Until the big war, that is, World War I, which triggered 70 years of deglobalization — tariff walls, capital controls and autarky. Politics produces those exogenous factors economists always invoke to hedge their optimistic bets. Which is why we can’t count on the decoupling effect forever.
The obvious candidate for recoupling — for something that reduces the world’s economy to the miserable level of its politics — is a preventive strike against Iranian nuclear installations, with all the global repercussions that would imply. Israel might like to launch one, but cannot; the U.S. could do so, but will not, given the debilitating unfinished business in Iraq and Afghanistan. Yet even if a catastrophic war is unlikely, the world remains a dangerous place — made more dangerous by the condition of its prime power. The U.S. is today what Britain was during the first globalization: the anchor of the liberal world order. Those who rightly railed against the U.S. when it threw its weight around and treated its partners with contempt should now mull the question: Who is going to take care of the world’s political business? China, Russia or the E.U.? Hardly.
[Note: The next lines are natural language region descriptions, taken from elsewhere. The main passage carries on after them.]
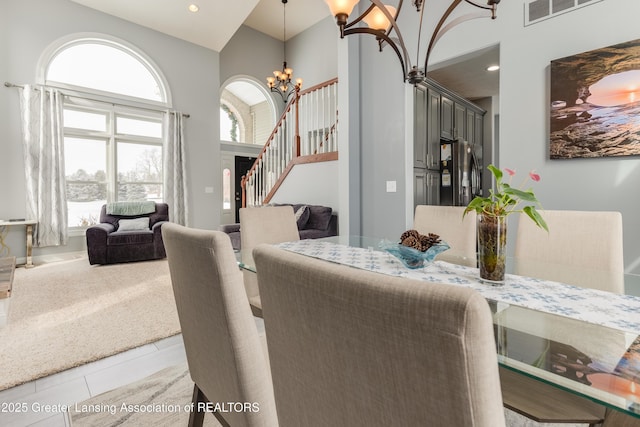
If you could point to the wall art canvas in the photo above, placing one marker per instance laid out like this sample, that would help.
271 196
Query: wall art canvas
595 103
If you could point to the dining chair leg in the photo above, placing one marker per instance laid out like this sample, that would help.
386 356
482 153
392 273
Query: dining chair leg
196 418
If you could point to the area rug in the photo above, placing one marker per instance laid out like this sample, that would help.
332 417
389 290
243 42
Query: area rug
68 313
163 399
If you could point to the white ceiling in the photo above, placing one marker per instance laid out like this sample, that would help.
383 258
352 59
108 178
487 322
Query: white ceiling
217 21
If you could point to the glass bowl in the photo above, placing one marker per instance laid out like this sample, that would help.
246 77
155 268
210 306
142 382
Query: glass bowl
410 257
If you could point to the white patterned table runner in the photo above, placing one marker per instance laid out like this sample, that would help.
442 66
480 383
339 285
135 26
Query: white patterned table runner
590 305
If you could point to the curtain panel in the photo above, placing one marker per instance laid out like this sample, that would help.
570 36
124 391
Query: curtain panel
43 148
175 171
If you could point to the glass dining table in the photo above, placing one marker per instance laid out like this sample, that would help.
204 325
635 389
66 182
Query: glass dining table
585 341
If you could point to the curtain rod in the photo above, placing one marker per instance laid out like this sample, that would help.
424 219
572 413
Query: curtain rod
8 84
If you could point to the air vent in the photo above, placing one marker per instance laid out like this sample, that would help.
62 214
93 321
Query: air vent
539 10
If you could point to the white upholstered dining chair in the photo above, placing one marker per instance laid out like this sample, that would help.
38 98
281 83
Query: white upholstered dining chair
268 224
582 248
448 223
227 359
590 243
354 348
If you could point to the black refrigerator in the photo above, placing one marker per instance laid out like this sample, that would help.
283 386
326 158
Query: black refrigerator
459 173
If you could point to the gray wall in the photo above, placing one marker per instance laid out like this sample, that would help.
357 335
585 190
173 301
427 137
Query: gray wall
191 72
194 75
525 52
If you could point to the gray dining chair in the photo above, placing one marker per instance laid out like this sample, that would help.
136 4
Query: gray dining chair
225 355
448 223
268 224
354 348
582 248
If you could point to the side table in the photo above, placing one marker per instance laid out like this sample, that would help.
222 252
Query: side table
7 269
4 229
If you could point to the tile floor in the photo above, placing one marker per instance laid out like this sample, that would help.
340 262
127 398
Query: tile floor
80 383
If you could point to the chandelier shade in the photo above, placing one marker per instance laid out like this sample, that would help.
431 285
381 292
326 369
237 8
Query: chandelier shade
281 82
380 21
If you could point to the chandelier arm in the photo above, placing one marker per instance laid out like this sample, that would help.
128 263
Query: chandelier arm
481 6
383 36
361 17
455 22
450 9
394 26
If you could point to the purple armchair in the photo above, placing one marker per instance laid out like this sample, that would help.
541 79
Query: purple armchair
109 243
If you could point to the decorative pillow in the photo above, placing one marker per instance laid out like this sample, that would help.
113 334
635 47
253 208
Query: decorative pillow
133 224
319 217
302 216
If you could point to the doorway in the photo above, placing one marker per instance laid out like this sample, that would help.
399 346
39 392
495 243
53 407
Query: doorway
242 166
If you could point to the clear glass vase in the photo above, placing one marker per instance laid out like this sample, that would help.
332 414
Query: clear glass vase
492 247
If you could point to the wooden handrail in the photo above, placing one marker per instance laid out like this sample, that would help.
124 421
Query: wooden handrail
263 161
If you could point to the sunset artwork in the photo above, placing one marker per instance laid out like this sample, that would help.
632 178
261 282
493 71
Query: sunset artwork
595 103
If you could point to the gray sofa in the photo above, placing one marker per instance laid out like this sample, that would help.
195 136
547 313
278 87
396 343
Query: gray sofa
313 222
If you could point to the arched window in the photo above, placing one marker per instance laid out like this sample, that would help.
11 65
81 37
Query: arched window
113 150
105 66
245 104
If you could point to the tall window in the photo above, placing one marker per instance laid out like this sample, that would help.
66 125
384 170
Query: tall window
113 151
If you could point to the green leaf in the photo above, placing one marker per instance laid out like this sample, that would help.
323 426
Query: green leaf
527 196
476 204
497 173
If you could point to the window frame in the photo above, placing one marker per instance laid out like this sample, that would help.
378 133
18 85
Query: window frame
81 98
112 139
71 40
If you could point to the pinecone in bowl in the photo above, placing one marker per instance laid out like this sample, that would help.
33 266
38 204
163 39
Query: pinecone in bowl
421 242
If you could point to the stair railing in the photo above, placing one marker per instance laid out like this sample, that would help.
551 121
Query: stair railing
307 127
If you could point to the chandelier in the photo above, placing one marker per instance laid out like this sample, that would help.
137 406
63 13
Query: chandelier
281 80
380 20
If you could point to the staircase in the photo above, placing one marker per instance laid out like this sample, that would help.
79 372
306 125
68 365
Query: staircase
305 133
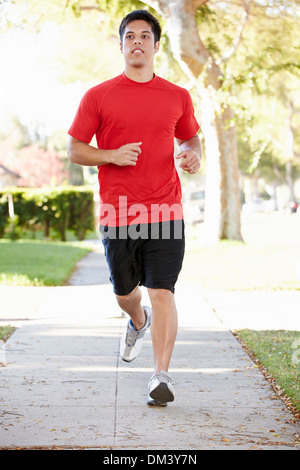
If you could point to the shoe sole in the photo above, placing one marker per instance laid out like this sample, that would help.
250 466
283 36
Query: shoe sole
152 402
162 393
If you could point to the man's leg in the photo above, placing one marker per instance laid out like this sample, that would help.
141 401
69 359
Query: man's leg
164 327
131 304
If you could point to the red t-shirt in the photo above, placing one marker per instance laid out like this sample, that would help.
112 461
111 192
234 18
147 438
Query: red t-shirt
121 111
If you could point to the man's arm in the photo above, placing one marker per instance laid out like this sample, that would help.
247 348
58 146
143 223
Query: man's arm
190 151
85 154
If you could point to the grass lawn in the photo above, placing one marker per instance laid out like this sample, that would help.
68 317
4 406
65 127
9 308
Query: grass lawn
279 352
270 261
38 262
241 266
6 332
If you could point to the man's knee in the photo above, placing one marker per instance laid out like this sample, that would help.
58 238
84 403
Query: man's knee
161 295
125 299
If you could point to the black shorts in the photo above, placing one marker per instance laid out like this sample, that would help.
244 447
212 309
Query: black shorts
146 254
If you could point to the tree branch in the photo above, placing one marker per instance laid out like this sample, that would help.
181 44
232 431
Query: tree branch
239 32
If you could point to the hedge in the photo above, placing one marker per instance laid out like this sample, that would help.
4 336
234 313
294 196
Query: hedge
59 208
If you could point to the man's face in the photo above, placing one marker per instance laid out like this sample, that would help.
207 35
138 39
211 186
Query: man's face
138 45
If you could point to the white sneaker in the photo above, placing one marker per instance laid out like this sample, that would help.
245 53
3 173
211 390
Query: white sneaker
160 389
131 341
Today, the problem is not an overbearing, but a weakened and demoralized America, a giant whose physical power grievously exceeds its authority and legitimacy. Even the hyperpower’s rivals must wish that the U.S. would return to the politics of responsibility that the Bush Administration has so willfully ignored. Yes, the world economy is doing very nicely. But there are too many exogenous factors out there that can turn into short fuses. The best hope is for a U.S. that will again temper raw strength with trustworthiness — and which remembers that it has always done best for itself when it did good for the rest of the world.